Hari itu memang tampak indah. Orang-orang datang ke pantai seperti berbondong-bondong merindukan surga. Tak heran, di pintu masuk tadi orang-orang rela antri seperti mereka berbaris menunggu giliran hisab di akhirat. Satu demi satu mereka masuk dengan tiket. Ada yang masuk ke arah kiri,  ada pula yang belok ke arah kanan.
Anak-anak seperti hidup bebas. Merdeka dengan diri mereka. Ini hari libur. Mereka seperti menemukan dunia baru. Kehidupan baru. Teriakan lepas membahana. Tawa kanak-kanak memancar dari wajah ceria. Kaki-kaki mereka yang masih lucu berkejaran. Meninggalkan jejak kanak-kanak yang segera hilang dirampas ketuaan dan kematian.
Para orang tua memilih duduk dan berdiri di pinggiran.  Suami istri berpelukan. Ini adalah kesempatan langka. Tidak mungkin ditemukan di tempat kerja sebab yang ada hanyalah istri atau suami orang lain. Di tepi laut ini,  pasangan suami istri seperti menemukan kehidupan cinta yang sejati.
Para penjual mainan dan jajanan juga sangat bahagia. Ini kehidupan surga. Di dunia yang begitu indahnya. Semua orang boleh berbahagia. Sesuatu yang mungkin diperjuangkannya selama ini. Saat inilah para penjual mendapat serupiah demi serupiah. Penjual balon, telur puyuh dan kacang rebus beroleh berkah dari kebahagiaan semesta.
Lelaki muda yang duduk di bangku kayu tampak tersenyum. Tangannya mengepal. Mulutnya bergunam, "Subhanalloh. Nikmat Tuhan mana lagi yang kita dustai? " di matanya cahaya-cahaya berbinar. Wajahnya serupa cermin yang memantulkan terang. Lelaki muda itu menemukan kenyataan indah itu ada dalam buku bacaan yang dipegangnya.
Mendadak kehidupan tepi laut bungkam. Kesunyian muncul dimana-mana. Daun kelapa seperti layu. Matahari redup. Gelombang hilang suara. Anak-anak berlari menuju pelukan orang tua. Para orang tua panik melihat semesta berubah tiba-tiba.
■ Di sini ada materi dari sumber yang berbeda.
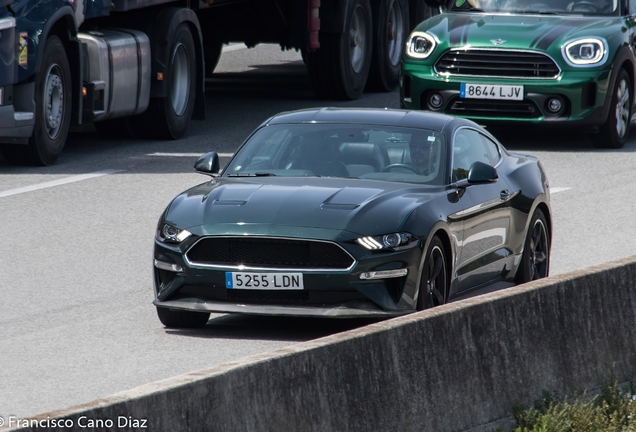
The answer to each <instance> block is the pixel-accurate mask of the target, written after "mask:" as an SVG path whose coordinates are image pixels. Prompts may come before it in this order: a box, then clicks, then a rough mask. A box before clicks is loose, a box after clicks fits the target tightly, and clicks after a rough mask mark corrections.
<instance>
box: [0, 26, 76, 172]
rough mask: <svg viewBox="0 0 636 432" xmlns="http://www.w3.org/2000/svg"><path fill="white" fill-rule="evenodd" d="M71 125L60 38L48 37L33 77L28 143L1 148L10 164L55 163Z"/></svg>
mask: <svg viewBox="0 0 636 432" xmlns="http://www.w3.org/2000/svg"><path fill="white" fill-rule="evenodd" d="M70 124H71V70H70V67H69V64H68V58H67V57H66V51H65V50H64V45H63V44H62V41H61V40H60V39H59V38H58V37H57V36H50V37H49V38H48V39H47V41H46V45H45V47H44V54H43V57H42V68H41V69H40V72H39V73H38V74H37V75H36V77H35V127H34V129H33V135H32V136H31V138H29V144H28V145H26V146H23V145H11V146H6V147H4V148H3V154H4V156H5V158H6V159H7V160H8V161H9V162H11V163H14V164H34V165H51V164H53V163H55V161H56V160H57V158H58V156H59V155H60V153H62V149H63V148H64V144H66V138H67V136H68V130H69V126H70Z"/></svg>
Entah darimana muncul,  beberapa orang muncul. Bercadar wajahnya. Berteriak-teriak membabi-buta.
"Usir! Usir!  Usir! "
"Tangkap! Tangkap!  Tangkap! "
"Tahan! Tahan! Tahan! "
Dari arah lain muncul juga beberapa orang berhambur. Dengan penutup topeng. Sembari mendatangi orang-orang banyak yang terdiam seperti melihat serigala muncul tiba-tiba.
"Sikat! Sikat! Sikat"
"Habisi! Habisi! Habisi! "
"Ganyang!  Ganyang! Ganyang!"
Orang-orang terdiam dalam ketakutan. Mereka bersembunyi dalam liang. Surga di tepi laut berubah menjadi neraka. Panas membakar semua. Angin mendadak pergi entah keman a. Udara mendadak pengap.
Di ujung sana, langit kembali mendung. Langit masih mendung. Semesta terdiam memandang angkara bertebaran.
Lelaki muda di bangku kayu itu tertunduk. Ia tak mengerti harus berbuat apa selain melipat buku keindahan yang dibacanya.  Ia berpikir,  kemana lagi mencari surga?  Setiap surga yang disinggahinya dirusak orang yang datang tiba-tiba. Lelaki muda itu memandang laut yang luas. Langit menempel pada tubuh laut. Semua menjadi terasa asin sekarang ini. Lelaki muda itu memandang ke atas. Langit masih mendung. Orang-orang itu masih berteriak kesetanan. Topeng dan cadarnya mulai terbuka.